We will pass over the Rabelaisian adventures of the night, which, amusing enough, are too robust for these pages; and will proceed to the next day’s journey. Before they started, Weazel had proved himself the arrant coward and braggart which the reader has already perceived him to be; but, notwithstanding this exposure, he entertained the company in the wagon with accounts of his valour: how he had once knocked down a soldier who had made game of him; had tweaked a drawer by the nose who had found fault with his picking his teeth with a fork; and had, moreover, challenged a cheesemonger who had had the presumption to be his rival.
For five days they travelled in this manner. On the sixth day, when they were about to sit down to dinner, the innkeeper came and told them that three gentlemen, just arrived, had ordered the meal to be sent to their apartment, although told that it had been bespoken by the passengers in the wagon,—to which information they had replied: “The passengers in the wagon might be d—d; their betters must be served before them; they supposed it would be no hardship on such travellers to dine on bread and cheese for one day.”
This was a great disappointment to them all, and they laid their heads together to remedy it, Miss Jenny observing that Captain Weazel, being a soldier by profession, ought to protect them. The captain adroitly excused himself by saying that he would not, for all the world, be known to have travelled in a wagon; swearing, at the same time, that, could he appear with honour, they should eat his sword sooner than his provision. On this declaration, Miss Jenny, snatching his weapon, drew it and ran immediately into the kitchen, where she threatened to put the cook to death if he did not immediately send the victuals into their room. The noise she made brought the three strangers down, one of whom no sooner perceived her than he cried, “Ha! Jenny Ramper! what brought thee hither?”
“My dear Jack Rattle,” she replied, running into his arms, “is it you? Then Weazel may go whistle for a dinner—I shall dine with you.”
They consented with joy to this proposal; and the others were on the point of being reduced to a very uncomfortable meal, when Joey, the wagoner, understanding the whole affair, entered the kitchen with a pitchfork in his hand, and swore he would be the death of any man who should pretend to seize the victuals prepared for the wagon. On this, the three strangers drew their swords, and, being joined by their servants, bloodshed seemed imminent; when the landlord, interposing, offered to part with his own dinner, for the sake of peace; which proposal was accepted and all ended happily.

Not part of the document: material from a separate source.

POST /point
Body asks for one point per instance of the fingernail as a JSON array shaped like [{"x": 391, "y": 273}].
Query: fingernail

When the journey was resumed in the afternoon, Roderick chose to walk some distance beside the wagoner, a merry, good-natured fellow, who informed him that Miss Jenny was a common girl of the town, who, falling in company with a recruiting officer who had carried her down in the stage-coach from London to Newcastle, was obliged to return, as her companion was now in prison for debt. Weazel had been a valet-de-chambre to my Lord Fizzle while he lived separate from his lady; but on their reconciliation she insisted on Weazel’s being turned off, as well as the woman who had lived with him: when his lordship, to get rid of them both with a good grace, proposed that Weazel should marry his mistress, when he would procure a commission in the army for him.
Roderick and the wagoner both had a profound contempt for Weazel, and resolved to put his courage to the test by alarming the passengers with the cry of “a highwayman” as soon as a horseman should appear. It was dusk when a man on horseback approached them. Joey gave the alarm, and a general consternation arose; Strap leaping out of the wagon and hiding himself behind a hedge; the usurer exclaiming dolefully and rustling about in the straw, as though hiding something; Mrs. Weazel wringing her hands and crying; and the captain pretending to snore.
This latter artifice did not succeed with Miss Jenny, who shook him by the shoulder and bawled out: “’Sdeath! captain, is this a time to snore when we are going to be robbed? Get up, for shame, and behave like a soldier and man of honour.”
Weazel pretended to be in a great passion for being disturbed, and swore he would have his nap out if all the highwaymen in England surrounded him. “What are you afraid of?” continued he; at the same time trembling with such agitation that the whole vehicle shook.
“Plague on your pitiful soul!” exclaimed Miss Jenny; “you are as arrant a poltroon as was ever drummed out of a regiment. Stop the wagon, Joey, and if I have rhetoric enough, the thief shall not only take your purse, but your skin also.”